Failed to fit group -1. Caused by error in method(): Convergence failure: singular convergence (7)"


Solution

  • Here's what I have so far. While you can use fitting methods like drc::drm() within ggplot, it's usually easier (in my experience) to apply them externally, then feed the results into ggplot.

    set up data

    lvec <- c(5.289E-09, 1.058e-08, 2.115e-08, 4.231e-08, 8.462e-08, 1.692e-07,
              3.385e-07, 6.769e-07, 1.354e-06, 2.708e-06, 5.415e-06, 1.083e-05,
              2.166e-05, 4.332e-05, 8.665e-05, 1.733e-04)
    expa <- c(792.6444, 792.8537, 788.0273, 793.9693, 792.3848, 792.311, 790.5109, 790.4974, 796.1723, 790.8627, 790.2954, 784.7171, 773.0447, 760.8085, 745.5512, 738.3463)
    expb <- c(790.2453, 793.8565, 789.5286, 791.8368, 788.5138, 790.0382, 792.85, 789.1439, 790.3487, 792.1872, 786.6738, 780.0627, 775.8658, 762.8376, 747.4288, 737.8717)
    expc <- c(788.2453, 790.5648, 792.8529, 790.1368, 793.5138, 791.7038, 788.85, 791.1439, 789.4487, 788.8872, 789.5674, 783.3063, 774.8658, 764.5838, 749.4288, 736.5872)
    dd <- data.frame(conc=lvec*1000,
                     Fnorm = c(expa, expb, expc),
                     experiment = rep(c("a","b","c"), each = 16))
    

    fit model and generate prediction with std errors

    library(drc)
    
    fit1 <- drm(Fnorm ~ conc, data = dd, fct = LL.4())
    ## explicitly ask for predictions over a wider range than the data:
    ## these values specify the range of the predictions
    minval <- 4e-6; maxval <- 10
    pframe <- data.frame(
        conc = exp(seq(log(minval), log(maxval), length.out = 101)))
    pframe <- cbind(pframe,
                    predict(fit1, newdata = pframe, se.fit = TRUE))
    names(pframe)[2:3] <- c("Fnorm", "Fnorm_se")
    

    plot

    library(ggplot2)
    ggplot(dd, aes(conc, Fnorm)) +
        geom_point(aes(colour = experiment)) +
        geom_line(data = pframe, colour = "black") +
        geom_ribbon(data = pframe, 
                    colour = NA,     ## no line at edges of ribbon
                    fill = "black",  ## colour of ribbon
                    alpha = 0.1,     ## make ribbon semi-transparent
                    aes(ymin = Fnorm - 2*Fnorm_se,
                        ymax = Fnorm + 2*Fnorm_se)) +
        scale_x_log10() +
        geom_hline(yintercept = coef(fit1)[2], lty = 2) +
        geom_vline(xintercept = coef(fit1)[4], lty = 2)
    

    (modified from copilot): A graph with a scatter plot and a fitted curve. The x-axis shows concentration and is on a logarithmic scale, ranging from 1e-04 to 1e+00. The y-axis shows the binding affinity and ranges approximately from 720 to 800. There are three sets of data points from different experiments (a, b, c) represented by different colors. These data points are scattered across the graph but generally follow a descending trend from left to right. A black decreasing sigmoidal curve goes through the data points, with a shaded ribbon showing ± 2SE. Dashed lines show the inflection point and the lower bound.
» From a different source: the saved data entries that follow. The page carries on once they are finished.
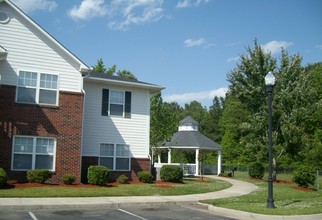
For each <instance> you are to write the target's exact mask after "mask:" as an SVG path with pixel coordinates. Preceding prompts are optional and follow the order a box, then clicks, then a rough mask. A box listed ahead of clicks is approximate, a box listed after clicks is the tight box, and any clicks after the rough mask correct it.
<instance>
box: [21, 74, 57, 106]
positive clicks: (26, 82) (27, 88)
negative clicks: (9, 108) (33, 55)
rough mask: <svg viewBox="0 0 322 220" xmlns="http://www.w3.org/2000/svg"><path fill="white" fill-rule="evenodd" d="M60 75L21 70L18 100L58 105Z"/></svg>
mask: <svg viewBox="0 0 322 220" xmlns="http://www.w3.org/2000/svg"><path fill="white" fill-rule="evenodd" d="M57 100H58V76H57V75H53V74H45V73H36V72H27V71H20V72H19V79H18V86H17V102H21V103H31V104H49V105H57Z"/></svg>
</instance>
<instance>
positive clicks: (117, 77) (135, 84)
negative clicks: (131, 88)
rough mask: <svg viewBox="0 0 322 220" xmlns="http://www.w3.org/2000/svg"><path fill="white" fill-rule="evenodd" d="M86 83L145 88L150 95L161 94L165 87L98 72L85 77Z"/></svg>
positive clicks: (94, 72) (88, 74)
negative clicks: (164, 87) (158, 92)
mask: <svg viewBox="0 0 322 220" xmlns="http://www.w3.org/2000/svg"><path fill="white" fill-rule="evenodd" d="M84 80H85V81H92V82H101V83H108V84H114V85H118V86H128V87H136V88H144V89H147V90H149V91H150V93H155V92H159V91H161V90H162V89H164V87H162V86H159V85H155V84H151V83H146V82H142V81H138V80H131V79H124V78H122V77H119V76H111V75H108V74H104V73H96V72H90V73H89V74H87V75H85V76H84Z"/></svg>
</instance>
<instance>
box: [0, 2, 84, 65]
mask: <svg viewBox="0 0 322 220" xmlns="http://www.w3.org/2000/svg"><path fill="white" fill-rule="evenodd" d="M1 1H3V2H5V3H7V4H8V5H9V6H10V7H11V8H13V9H14V10H15V11H16V12H17V13H18V14H20V15H21V16H22V17H23V18H24V19H26V20H27V21H28V22H29V23H30V24H32V25H33V26H34V27H35V29H36V30H38V31H39V32H40V33H42V34H43V35H44V36H46V37H47V38H48V39H49V40H50V41H51V42H52V43H53V44H55V45H56V46H57V47H58V48H60V49H61V50H62V51H64V52H65V53H66V54H67V55H68V56H70V57H71V58H72V59H73V60H75V61H76V62H77V63H79V71H81V70H83V71H84V70H87V69H90V68H89V67H88V66H87V65H86V64H85V63H83V62H82V61H81V60H80V59H79V58H78V57H76V56H75V55H74V54H73V53H71V52H70V51H69V50H68V49H66V48H65V47H64V46H63V45H62V44H61V43H59V42H58V41H57V40H56V39H55V38H54V37H53V36H51V35H50V34H49V33H48V32H47V31H45V30H44V29H43V28H42V27H41V26H40V25H38V24H37V23H36V22H35V21H34V20H32V19H31V18H30V17H29V16H27V15H26V14H25V13H24V12H23V11H22V10H21V9H20V8H18V7H17V6H16V5H15V4H14V3H12V2H11V1H9V0H0V2H1Z"/></svg>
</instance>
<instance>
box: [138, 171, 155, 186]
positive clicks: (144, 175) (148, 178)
mask: <svg viewBox="0 0 322 220" xmlns="http://www.w3.org/2000/svg"><path fill="white" fill-rule="evenodd" d="M138 177H139V181H140V182H143V183H152V182H153V176H152V175H151V174H150V173H149V172H146V171H140V172H138Z"/></svg>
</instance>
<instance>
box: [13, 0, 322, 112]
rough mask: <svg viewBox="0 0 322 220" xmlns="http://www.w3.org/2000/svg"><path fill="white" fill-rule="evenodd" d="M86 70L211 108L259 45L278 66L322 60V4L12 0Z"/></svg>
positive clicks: (137, 0)
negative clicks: (285, 50)
mask: <svg viewBox="0 0 322 220" xmlns="http://www.w3.org/2000/svg"><path fill="white" fill-rule="evenodd" d="M12 1H13V2H14V3H16V4H17V5H18V6H19V7H20V8H21V9H22V10H24V11H25V12H26V13H27V14H28V15H29V16H30V17H31V18H32V19H34V20H35V21H36V22H37V23H38V24H39V25H40V26H42V27H43V28H44V29H45V30H46V31H47V32H49V33H50V34H51V35H52V36H53V37H55V38H56V39H57V40H58V41H59V42H61V43H62V44H63V45H64V46H65V47H66V48H68V49H69V50H70V51H71V52H73V53H74V54H75V55H76V56H78V57H79V58H80V59H81V60H82V61H83V62H85V63H86V64H87V65H88V66H90V67H91V66H93V65H95V64H96V62H97V60H98V59H99V58H102V59H103V61H104V63H105V65H106V67H110V66H112V65H113V64H116V65H117V70H123V69H126V70H129V71H131V72H132V73H133V74H134V75H135V76H136V77H137V78H138V79H139V80H141V81H145V82H149V83H154V84H158V85H162V86H164V87H166V89H165V90H163V91H162V95H163V99H164V101H168V102H170V101H176V102H178V103H179V104H184V103H190V102H191V101H193V100H197V101H199V102H201V103H202V105H203V106H206V107H209V106H210V105H211V104H212V100H213V97H214V96H215V95H217V96H221V95H224V91H225V89H226V88H227V86H228V82H227V81H226V75H227V73H229V72H230V71H231V70H232V69H234V68H235V67H236V65H237V63H238V62H239V59H238V58H239V57H240V55H242V54H245V53H246V50H245V48H246V47H247V46H251V47H253V45H254V39H255V38H256V39H257V40H258V43H259V44H260V45H262V47H263V48H264V49H265V50H267V51H270V52H271V53H272V54H273V55H274V56H276V58H277V59H279V57H280V49H281V47H283V48H284V49H286V50H287V51H288V52H289V54H290V55H292V54H297V53H298V54H300V55H301V56H302V57H303V65H305V64H307V63H312V62H321V61H322V1H321V0H105V1H104V0H68V1H67V0H12Z"/></svg>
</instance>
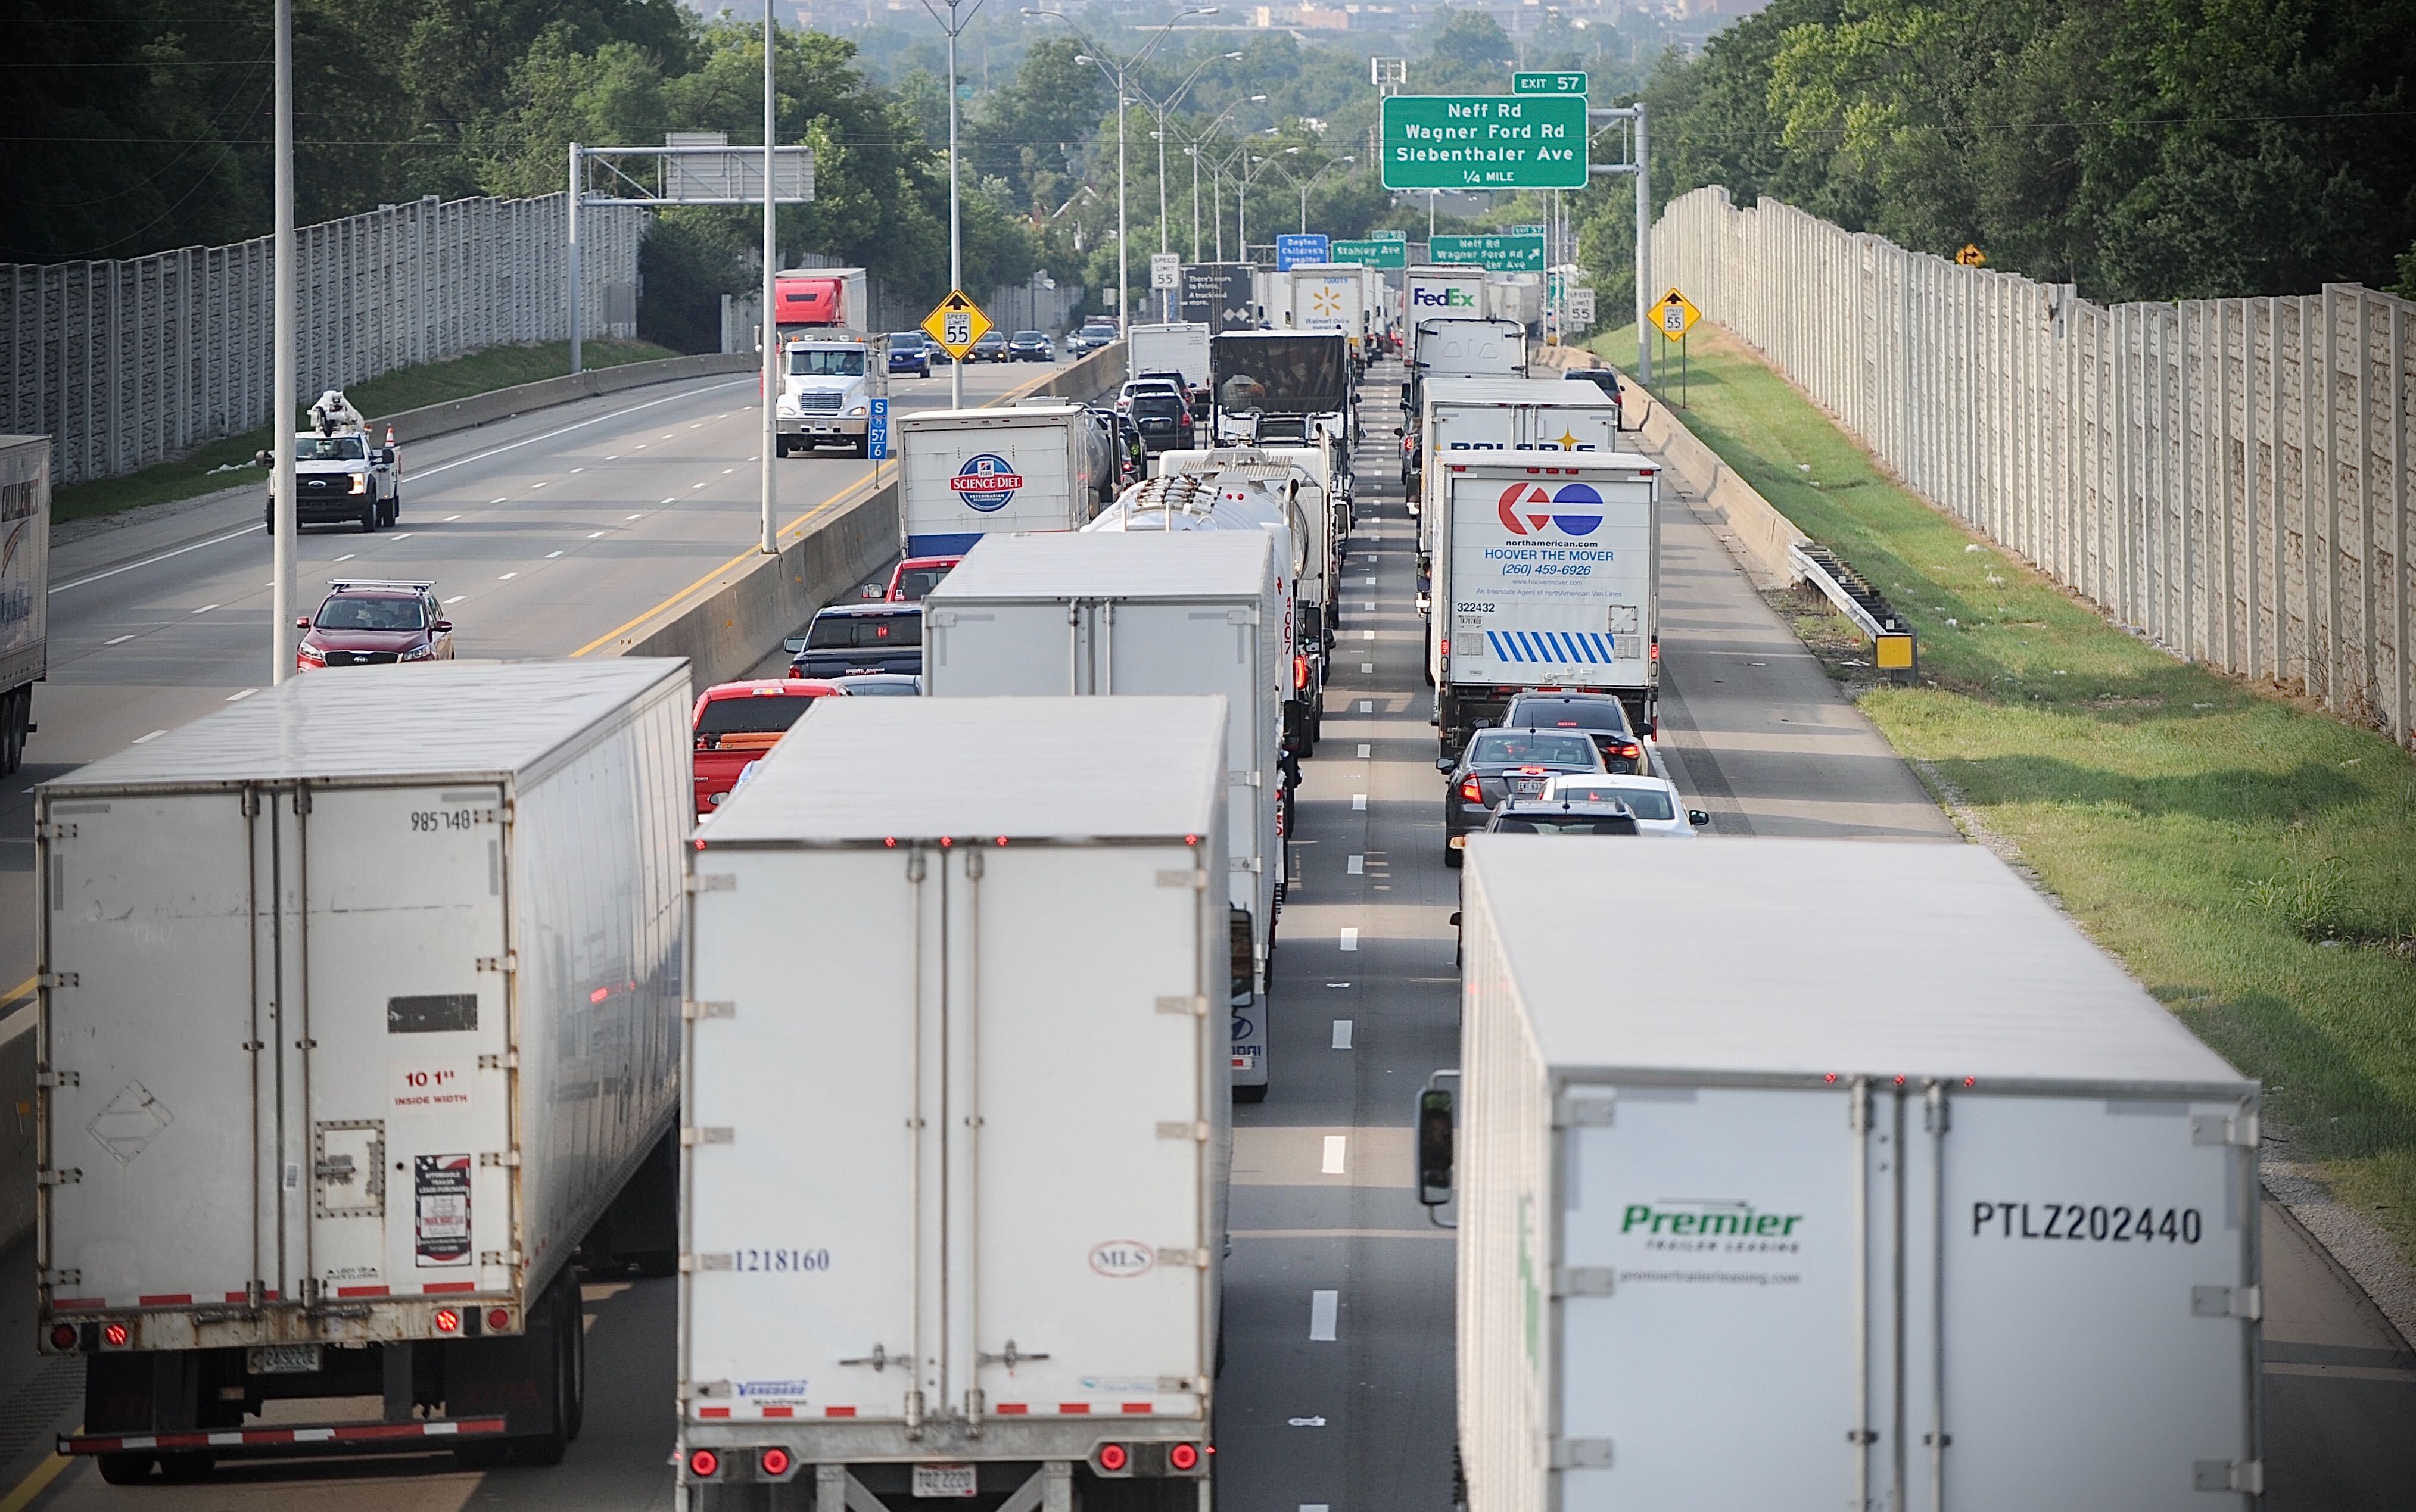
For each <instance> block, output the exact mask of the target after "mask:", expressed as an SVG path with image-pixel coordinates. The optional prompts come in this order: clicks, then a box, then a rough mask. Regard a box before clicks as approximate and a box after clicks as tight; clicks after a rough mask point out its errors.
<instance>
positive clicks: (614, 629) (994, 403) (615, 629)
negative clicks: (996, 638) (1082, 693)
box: [0, 372, 1058, 1512]
mask: <svg viewBox="0 0 2416 1512" xmlns="http://www.w3.org/2000/svg"><path fill="white" fill-rule="evenodd" d="M1056 377H1058V374H1056V372H1044V374H1041V377H1036V379H1032V382H1029V384H1017V386H1015V389H1007V391H1005V394H1000V396H998V399H993V401H991V403H983V406H976V408H993V406H998V403H1000V401H1005V399H1022V396H1024V391H1029V389H1039V386H1041V384H1046V382H1053V379H1056ZM877 473H879V469H875V476H877ZM858 488H863V490H865V498H872V495H875V493H879V488H875V483H872V478H858V481H855V483H848V485H846V488H841V490H838V493H834V495H831V498H826V500H821V502H819V505H814V507H812V510H807V512H805V514H800V517H795V519H790V522H788V524H783V527H780V536H788V534H792V531H795V529H800V527H802V524H805V522H807V519H814V517H817V514H824V512H826V510H834V507H838V502H841V500H846V498H848V495H850V493H855V490H858ZM855 502H863V500H855ZM780 536H773V541H778V539H780ZM754 560H763V551H761V548H749V551H742V553H737V556H734V558H730V560H727V563H722V565H720V568H713V570H710V572H705V575H703V577H698V580H696V582H691V585H689V587H684V589H679V592H676V594H672V597H669V599H664V601H660V604H655V606H652V609H647V611H645V613H640V616H638V618H633V621H628V623H621V626H614V628H611V630H604V633H602V635H597V638H594V640H590V642H587V645H582V647H580V650H575V652H570V655H573V657H585V655H587V652H592V650H597V647H602V645H609V642H611V640H616V638H621V633H626V630H635V628H638V626H643V623H645V621H650V618H657V616H664V613H669V611H672V609H679V604H684V601H686V599H689V597H693V594H696V592H698V589H703V587H710V585H713V582H715V580H718V577H722V575H725V572H730V570H732V568H737V565H739V563H754ZM31 985H34V983H31V981H27V983H24V988H19V993H24V990H29V988H31ZM0 1512H12V1507H10V1505H7V1502H0Z"/></svg>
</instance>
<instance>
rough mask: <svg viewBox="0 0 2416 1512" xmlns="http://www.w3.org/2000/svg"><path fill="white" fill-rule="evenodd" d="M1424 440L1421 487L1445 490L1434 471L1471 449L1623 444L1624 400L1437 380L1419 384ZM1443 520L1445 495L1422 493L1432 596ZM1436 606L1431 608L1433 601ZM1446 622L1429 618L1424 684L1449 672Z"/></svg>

    The inflection point is coef(fit1)[4] = 0.0494.

    Note these are ± 2 SE confidence intervals but you're welcome to use ± 1.96 SE (or some appropriate t-distribution-based interval) instead.

    Not sure offhand about the goodness-of-fit statistic, although summary() does give you the residual standard error (from which you should be able to compute an R^2 value ...) Or compute cor(predict(fit1), dd$conc)^2 = 0.902.